The Lifecycle of the Substitute and Its Purchasing Power, 5

On the part of the issuer, the agreement to give fiat debt money out of nothing in exchange for existing purchasing power is obviously fraud and robbery; as of the party accepting to give existing purchasing power in exchange for fiat debt money out of nothing, that agreement ought be out of gullibility, ignorance, manipulation, swindle, duress, connivance to the detriment of third parties. Inspecting it more closely at this point, I intentionally call this money “fiat debt” so as to highlight and study these as two distinct features, before studying them together.

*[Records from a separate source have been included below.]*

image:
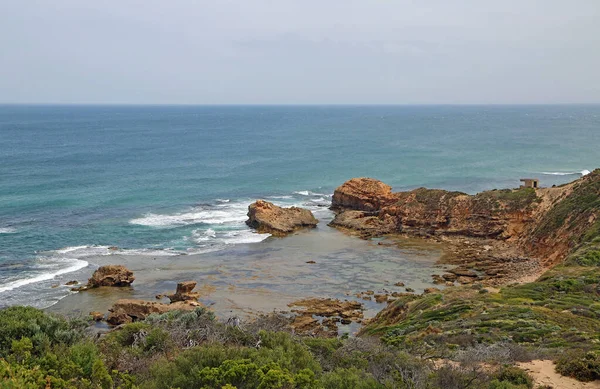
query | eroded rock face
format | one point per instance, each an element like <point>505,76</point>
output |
<point>111,275</point>
<point>184,292</point>
<point>128,310</point>
<point>369,206</point>
<point>267,217</point>
<point>362,194</point>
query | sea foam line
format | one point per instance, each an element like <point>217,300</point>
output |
<point>582,173</point>
<point>77,264</point>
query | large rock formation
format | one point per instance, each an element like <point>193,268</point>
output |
<point>267,217</point>
<point>544,223</point>
<point>111,275</point>
<point>492,214</point>
<point>363,194</point>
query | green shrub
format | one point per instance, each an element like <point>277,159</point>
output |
<point>42,329</point>
<point>515,376</point>
<point>584,366</point>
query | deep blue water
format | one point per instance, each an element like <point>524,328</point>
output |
<point>180,177</point>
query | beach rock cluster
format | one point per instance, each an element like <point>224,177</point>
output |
<point>108,275</point>
<point>184,292</point>
<point>111,275</point>
<point>130,310</point>
<point>267,217</point>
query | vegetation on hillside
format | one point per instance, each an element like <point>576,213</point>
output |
<point>193,350</point>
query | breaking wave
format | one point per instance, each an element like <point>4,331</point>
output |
<point>582,173</point>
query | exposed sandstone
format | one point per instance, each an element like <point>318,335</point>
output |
<point>328,308</point>
<point>111,275</point>
<point>362,194</point>
<point>128,310</point>
<point>267,217</point>
<point>184,292</point>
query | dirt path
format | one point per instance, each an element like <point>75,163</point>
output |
<point>544,375</point>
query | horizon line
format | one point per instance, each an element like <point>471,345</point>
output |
<point>290,104</point>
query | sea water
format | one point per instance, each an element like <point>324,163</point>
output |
<point>81,182</point>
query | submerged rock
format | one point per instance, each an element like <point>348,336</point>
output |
<point>267,217</point>
<point>184,292</point>
<point>129,310</point>
<point>111,275</point>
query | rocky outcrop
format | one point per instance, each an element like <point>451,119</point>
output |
<point>373,209</point>
<point>362,194</point>
<point>129,310</point>
<point>503,226</point>
<point>111,275</point>
<point>184,292</point>
<point>267,217</point>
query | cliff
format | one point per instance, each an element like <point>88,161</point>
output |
<point>545,223</point>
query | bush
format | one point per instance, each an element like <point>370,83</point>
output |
<point>581,365</point>
<point>43,329</point>
<point>514,376</point>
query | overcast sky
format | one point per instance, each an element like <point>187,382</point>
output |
<point>307,52</point>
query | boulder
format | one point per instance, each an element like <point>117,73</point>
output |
<point>111,275</point>
<point>362,194</point>
<point>97,316</point>
<point>184,292</point>
<point>267,217</point>
<point>128,310</point>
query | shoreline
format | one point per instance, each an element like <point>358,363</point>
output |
<point>259,278</point>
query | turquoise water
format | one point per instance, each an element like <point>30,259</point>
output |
<point>75,180</point>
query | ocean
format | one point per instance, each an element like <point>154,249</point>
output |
<point>81,182</point>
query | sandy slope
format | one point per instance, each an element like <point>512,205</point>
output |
<point>544,374</point>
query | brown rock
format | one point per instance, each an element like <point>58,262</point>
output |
<point>267,217</point>
<point>465,280</point>
<point>111,275</point>
<point>328,308</point>
<point>449,277</point>
<point>117,317</point>
<point>437,279</point>
<point>184,292</point>
<point>463,272</point>
<point>362,194</point>
<point>128,310</point>
<point>380,298</point>
<point>97,316</point>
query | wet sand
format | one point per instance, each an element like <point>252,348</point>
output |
<point>247,279</point>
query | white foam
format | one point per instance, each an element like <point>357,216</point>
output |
<point>195,216</point>
<point>74,265</point>
<point>582,173</point>
<point>244,236</point>
<point>308,193</point>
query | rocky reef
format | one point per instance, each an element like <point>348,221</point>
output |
<point>267,217</point>
<point>129,310</point>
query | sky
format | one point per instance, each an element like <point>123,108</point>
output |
<point>300,52</point>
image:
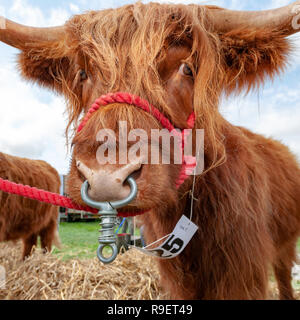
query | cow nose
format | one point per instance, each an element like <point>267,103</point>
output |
<point>108,186</point>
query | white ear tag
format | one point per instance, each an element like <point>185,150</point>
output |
<point>176,241</point>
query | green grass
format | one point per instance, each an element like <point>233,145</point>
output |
<point>80,240</point>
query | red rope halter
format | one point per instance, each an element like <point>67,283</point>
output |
<point>188,162</point>
<point>62,201</point>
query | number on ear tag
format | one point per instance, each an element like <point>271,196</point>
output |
<point>176,241</point>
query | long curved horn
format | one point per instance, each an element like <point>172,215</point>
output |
<point>18,35</point>
<point>285,19</point>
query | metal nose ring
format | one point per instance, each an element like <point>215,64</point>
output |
<point>108,215</point>
<point>106,205</point>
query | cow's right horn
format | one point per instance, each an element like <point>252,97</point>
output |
<point>19,36</point>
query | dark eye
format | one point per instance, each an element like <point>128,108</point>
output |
<point>83,75</point>
<point>186,70</point>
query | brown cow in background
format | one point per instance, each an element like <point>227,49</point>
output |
<point>22,218</point>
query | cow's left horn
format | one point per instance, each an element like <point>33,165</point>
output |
<point>285,19</point>
<point>18,35</point>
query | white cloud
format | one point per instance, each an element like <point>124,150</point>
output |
<point>275,113</point>
<point>22,12</point>
<point>28,127</point>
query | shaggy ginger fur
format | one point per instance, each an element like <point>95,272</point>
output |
<point>22,218</point>
<point>248,198</point>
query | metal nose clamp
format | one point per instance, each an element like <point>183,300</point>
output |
<point>108,215</point>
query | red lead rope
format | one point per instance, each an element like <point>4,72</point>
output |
<point>49,197</point>
<point>41,195</point>
<point>33,193</point>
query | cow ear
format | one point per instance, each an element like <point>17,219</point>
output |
<point>45,63</point>
<point>251,56</point>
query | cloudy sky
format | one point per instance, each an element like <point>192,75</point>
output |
<point>32,120</point>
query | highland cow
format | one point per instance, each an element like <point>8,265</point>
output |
<point>181,58</point>
<point>22,218</point>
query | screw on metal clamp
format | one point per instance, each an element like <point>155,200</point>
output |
<point>108,215</point>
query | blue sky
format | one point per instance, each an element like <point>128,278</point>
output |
<point>32,120</point>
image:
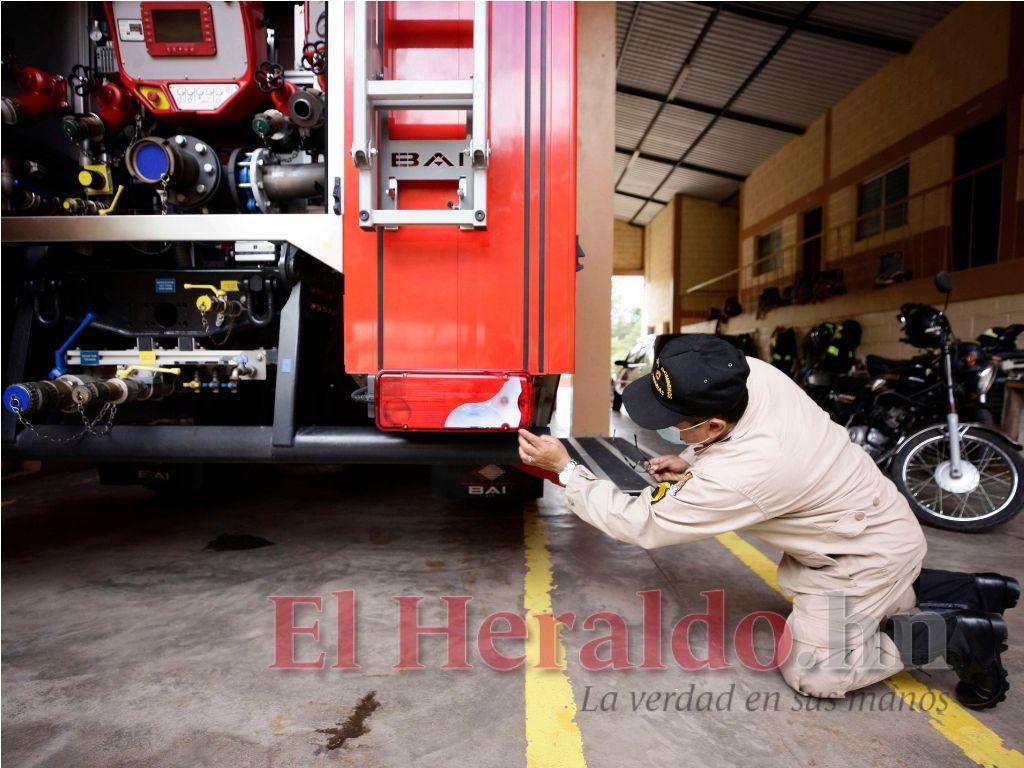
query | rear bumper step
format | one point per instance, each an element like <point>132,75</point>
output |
<point>609,459</point>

Fiat: If a fiat money without intrinsic value is issued against a promise of future delivery of purchasing power, such as in the case of a government, business, individual, committing to use the purchasing power received in exchange to produce and deliver something useful, that would assimilate it to the previous case of debt/credit: that money would be a debt for the issuer, and the issuer were committed to repay it; the face value of that money would represent that of future production the issuer committed to deliver. But we do know things are usually quite otherwise: fiat money is issued and exchanged with actual purchasing power without any commitment of any future valuable production and delivery on the part of the issuer whatsoever, not the slightest trace of it. So: if fiat money issued against a commitment of future delivery is a debt on the part of the issuer, and a credit for the other party that accepts it giving existing purchasing power in exchange, what is that fiat money when issued against nothing, without any such commitment? Exactly: a gift. The existing purchasing power exchanged with commitment free fiat money is no more a credit; it is a gift, lavished on the issuer by the party accepting that money, because the purchasing power given in exchange will never have to be paid back by the issuer.